Using Python 2.7. Let us say we have list_of_nums = [1,2,2,3,4,5] and we want to remove all occurrences of 2. We can achieve it by list_of_nums[:] = filter(lambda x: x! = 2, list_of_nums) or list_of_nums = filter(lambda x: x! = 2, list_of_nums).

Is this an "in-place" substitution? Also, are we creating a copy of list when we use filter?

Answer 1

list_of_nums[:] = filter(lambda x: x != 2, list_of_nums)

and

list_of_nums = filter(lambda x: x != 2, list_of_nums)

are two different operations that end up with mostly the same result.

In both cases,

filter(lambda x: x != 2, list_of_nums)

returns either a new list containing items that match the filter (in Python 2), or an iterable over list_of_nums that returns the same items (in Python 3).

The first case,

list_of_nums[:] = filter(lambda x: x != 2, list_of_nums)

then deletes all items from list_of_nums and replaces them with the items from the new list or iterable.

The second case,

list_of_nums = filter(lambda x: x != 2, list_of_nums)

assigns the new list to the variable list_of_nums.

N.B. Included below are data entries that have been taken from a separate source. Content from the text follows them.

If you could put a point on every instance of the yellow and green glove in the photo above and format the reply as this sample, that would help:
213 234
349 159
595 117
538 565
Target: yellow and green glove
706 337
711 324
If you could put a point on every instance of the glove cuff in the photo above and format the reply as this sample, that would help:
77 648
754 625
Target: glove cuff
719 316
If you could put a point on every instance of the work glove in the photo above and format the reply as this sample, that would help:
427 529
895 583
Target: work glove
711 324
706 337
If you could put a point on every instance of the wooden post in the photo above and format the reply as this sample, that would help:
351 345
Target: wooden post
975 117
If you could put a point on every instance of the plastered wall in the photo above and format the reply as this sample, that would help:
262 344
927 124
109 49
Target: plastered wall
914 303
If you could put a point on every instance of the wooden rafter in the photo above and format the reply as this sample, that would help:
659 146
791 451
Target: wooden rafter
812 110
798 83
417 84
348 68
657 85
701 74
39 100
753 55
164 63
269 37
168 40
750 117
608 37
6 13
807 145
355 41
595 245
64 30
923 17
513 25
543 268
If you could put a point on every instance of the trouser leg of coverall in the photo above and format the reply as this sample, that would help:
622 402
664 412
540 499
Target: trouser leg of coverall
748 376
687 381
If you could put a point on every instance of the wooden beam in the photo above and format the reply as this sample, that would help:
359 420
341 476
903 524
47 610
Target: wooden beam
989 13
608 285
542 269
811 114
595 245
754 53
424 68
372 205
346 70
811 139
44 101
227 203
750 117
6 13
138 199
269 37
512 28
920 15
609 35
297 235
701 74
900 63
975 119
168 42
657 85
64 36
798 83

The time when this makes a difference is this:

def processItemsNotTwo_case1(list_of_nums):
    list_of_nums[:] = filter(lambda x: x != 2, list_of_nums)
    # do stuff here
    # return something

def processItemsNotTwo_case2(list_of_nums):
    list_of_nums = filter(lambda x: x != 2, list_of_nums)
    # do stuff here
    # return something

list1 = [1,2,2,3,4,5]
processItemsNotTwo_case1(list1)
list2 = [1,2,2,3,4,5]
processItemsNotTwo_case2(list2)

With this code, list1 ends up with the new contents [1,3,4,5], whereas list2 ends up with the original contents [1,2,2,3,4,5].